Ulstein has entered into an agreement related to construction of an ULSTEIN SX134 design at Hanjin Heavy Industries & Construction Co in South Korea (Hanjin) for Korea Institute of Geoscience and Mineral Resources (KIGAM).

The vessel will be 92m long and 21m wide and fulfil the general demands of the seismic and oceanographic research industry for operations of seismic streamer cables, seismic bottom nodes, seismic high-resolution seafloor mapping, seafloor survey and sediment sampling.

The vessel will function as a base for up to 30 researchers, and will additionally, accommodate a crew of up to 20. The vessel has been designed to include a variety of installed equipment, such as a 3D/4D seismic 8-streamer system, high resolution 2D/3D seismic P-cable system, a multicomponent OBN acquisition system, a Marine Gravity and Magnetic system, Multibeam and Single beam echosounders and auxiliary equipment for in sea acoustic sounding systems.

Further, the vessel incorporates a Deep Sea Chirp Sub-bottom profiler, an Acoustic Doppler Current Profiler (ADCP) and a High profile Underwater Positioning system.

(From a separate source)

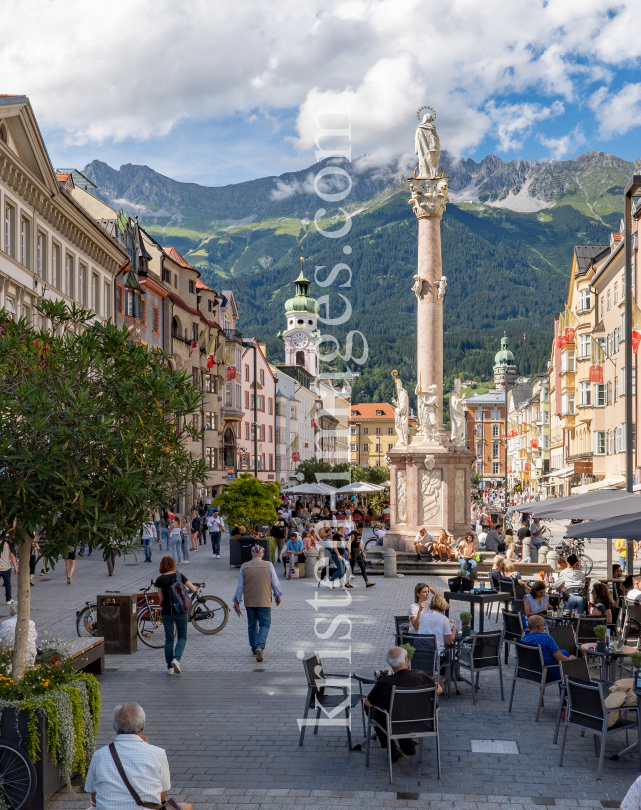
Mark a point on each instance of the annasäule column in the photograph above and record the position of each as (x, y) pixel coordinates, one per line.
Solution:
(429, 198)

Sediment samplers and geochemical analysis equipment are available for the on-board researchers.

The X-BOW® hull line design leads to reduction in slamming and vibrations which makes it very suited for research operations. This design increases the operability of the vessel, reduces speed loss and will have an improved effect on recording of data when in operation.

The design with its modern technology ensures efficient operations with less fuel consumption and less environmental footprint. The on-board comfort is also improved: “The calmer movements in the X-BOW® vessels have a big impact on the crew’s well-being”, quoting the chief officer on one of Ulstein’s previously delivered seismic research vessels.

In 1996, Ulstein’ s own shipyard Ulstein Verft delivered their vessel no.246, Tamhae II, for  KIGAM.